La premessa interpretativa da cui muove il rimettente non sembra però tener conto del consolidato orientamento della giurisprudenza di legittimità, pur citato nell'ordinanza di rimessione, secondo il quale, ai fini della pronuncia di ammissibilità dell'azione in oggetto, non si richiede l'esistenza di prove aventi efficacia piena e assoluta, ma é ritenuto sufficiente il concorso di elementi anche di tipo presuntivo, che siano potenzialmente idonei "a far apparire l'azione verosimile e non priva di fondamento" (Cass. 3 febbraio 1990, n. 737); tanto che, secondo la situazione concreta, la pronuncia di ammissibilità può essere fondata anche sulle affermazioni della parte ricorrente. Ancora si é affermato in giurisprudenza che non vi é alcun obbligo per il giudice di assumere le informazioni del caso, ove egli ritenga di pervenire ad una declaratoria di ammissibilità in forza delle sole circostanze dedotte.

L'applicazione giurisprudenziale della norma censurata esclude quindi che da essa possa derivare il pregiudizio lamentato e di conseguenza esclude ogni censura di incostituzionalità.
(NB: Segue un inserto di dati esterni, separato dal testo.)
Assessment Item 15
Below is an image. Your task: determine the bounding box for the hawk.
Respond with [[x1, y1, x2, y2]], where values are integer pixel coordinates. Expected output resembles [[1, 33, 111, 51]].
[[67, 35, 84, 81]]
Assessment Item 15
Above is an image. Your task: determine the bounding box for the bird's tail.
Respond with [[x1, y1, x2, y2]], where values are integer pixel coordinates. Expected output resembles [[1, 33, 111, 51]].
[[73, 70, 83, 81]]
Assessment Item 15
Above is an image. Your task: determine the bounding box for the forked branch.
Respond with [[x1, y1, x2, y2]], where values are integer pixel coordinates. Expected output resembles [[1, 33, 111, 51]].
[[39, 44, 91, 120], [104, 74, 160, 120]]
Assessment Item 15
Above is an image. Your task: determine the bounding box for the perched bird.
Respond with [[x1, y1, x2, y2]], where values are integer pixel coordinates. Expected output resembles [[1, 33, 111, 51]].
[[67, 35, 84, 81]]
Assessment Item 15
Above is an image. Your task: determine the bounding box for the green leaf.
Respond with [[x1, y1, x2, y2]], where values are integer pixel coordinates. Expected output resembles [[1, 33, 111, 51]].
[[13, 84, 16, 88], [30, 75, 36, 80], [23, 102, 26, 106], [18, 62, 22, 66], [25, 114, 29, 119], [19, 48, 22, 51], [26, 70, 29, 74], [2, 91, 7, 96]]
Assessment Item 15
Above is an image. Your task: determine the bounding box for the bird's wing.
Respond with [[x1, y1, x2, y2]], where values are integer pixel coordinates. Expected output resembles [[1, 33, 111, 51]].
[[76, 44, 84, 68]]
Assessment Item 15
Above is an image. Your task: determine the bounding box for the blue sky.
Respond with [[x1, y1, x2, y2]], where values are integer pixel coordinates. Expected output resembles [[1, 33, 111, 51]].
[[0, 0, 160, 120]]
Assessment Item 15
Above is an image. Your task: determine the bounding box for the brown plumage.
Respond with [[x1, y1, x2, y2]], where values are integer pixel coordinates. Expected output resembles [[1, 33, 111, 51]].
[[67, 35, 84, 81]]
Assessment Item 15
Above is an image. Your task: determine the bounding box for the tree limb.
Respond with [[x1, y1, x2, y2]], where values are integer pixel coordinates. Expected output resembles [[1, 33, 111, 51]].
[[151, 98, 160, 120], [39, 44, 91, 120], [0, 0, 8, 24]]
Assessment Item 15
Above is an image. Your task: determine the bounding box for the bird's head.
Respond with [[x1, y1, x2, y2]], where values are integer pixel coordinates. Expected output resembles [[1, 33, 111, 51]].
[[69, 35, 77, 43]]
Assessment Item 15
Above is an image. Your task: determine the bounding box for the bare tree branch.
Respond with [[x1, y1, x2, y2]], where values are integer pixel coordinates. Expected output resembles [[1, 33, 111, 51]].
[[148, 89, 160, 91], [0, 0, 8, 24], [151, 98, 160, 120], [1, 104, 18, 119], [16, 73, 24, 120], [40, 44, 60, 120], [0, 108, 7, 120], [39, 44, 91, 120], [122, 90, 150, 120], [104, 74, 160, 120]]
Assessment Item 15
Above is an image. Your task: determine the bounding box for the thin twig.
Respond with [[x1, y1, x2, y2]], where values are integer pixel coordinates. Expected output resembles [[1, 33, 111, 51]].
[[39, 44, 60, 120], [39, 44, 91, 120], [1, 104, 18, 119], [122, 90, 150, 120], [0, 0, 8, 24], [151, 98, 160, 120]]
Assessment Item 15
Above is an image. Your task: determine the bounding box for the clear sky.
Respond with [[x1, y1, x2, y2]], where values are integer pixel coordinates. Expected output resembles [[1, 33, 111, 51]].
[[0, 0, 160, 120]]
3. -- In riferimento, poi, al profilo della pretesa irragionevolezza della norma, che, ad avviso del rimettente, non sarebbe più rispondente allo scopo cui é preordinata, onde il procedimento in esame dovrebbe essere limitato alla mera valutazione dell'interesse del minore al riconoscimento, questa Corte ha già avuto modo di affermare che l'esame di tale interesse costituisce una componente essenziale dell'oggetto del giudizio di ammissibilità, non incompatibile con le ragioni di tutela del convenuto, cui é ispirata la norma stessa, in quanto "la veridicità del preteso rapporto di filiazione col convenuto, del quale il giudice deve in questa prima fase controllare l'esistenza di seri indizi, é pure un elemento dell'interesse del minore" (sentenza n. 341 del 1990).

E' quindi compito precipuo del Tribunale per i minorenni, cui del resto é stata attribuita la relativa specifica competenza, verificare se la modifica dello status del minore risponda al suo interesse e non sia per lui di pregiudizio; così come contemporaneamente occorre anche verificare, sia pure con sommaria delibazione, la verosimiglianza del preteso rapporto di filiazione, dovendosi garantire il diritto del minore alla propria identità (sentenza n. 112 del 1997).

Il procedimento in esame é ispirato pertanto a due finalità concorrenti e non in contrasto tra loro, essendo posto a tutela non solo del convenuto contro il pericolo di azioni temerarie e ricattatorie, ma anche e soprattutto del minore, il cui interesse sta nell'affermazione di un rapporto di filiazione veridico, che non pregiudichi la formazione e lo sviluppo della propria personalità.

I profili di incostituzionalità dedotti dal giudice a quo sono, per le indicate ragioni, insussistenti.

PER QUESTI MOTIVI

LA CORTE COSTITUZIONALE

dichiara non fondata la questione di legittimità costituzionale dell'art. 274, primo e secondo comma, del codice civile, sollevata, in riferimento agli artt. 3, 30 e 31 della Costituzione, dal Tribunale per i minorenni di Napoli con l'ordinanza in epigrafe.

Così deciso in Roma, nella sede della Corte costituzionale, Palazzo della Consulta, il 19 giugno 1997.

Presidente: Renato GRANATA

Redattore: Fernanda CONTRI

Depositata in cancelleria il 3 luglio 1997.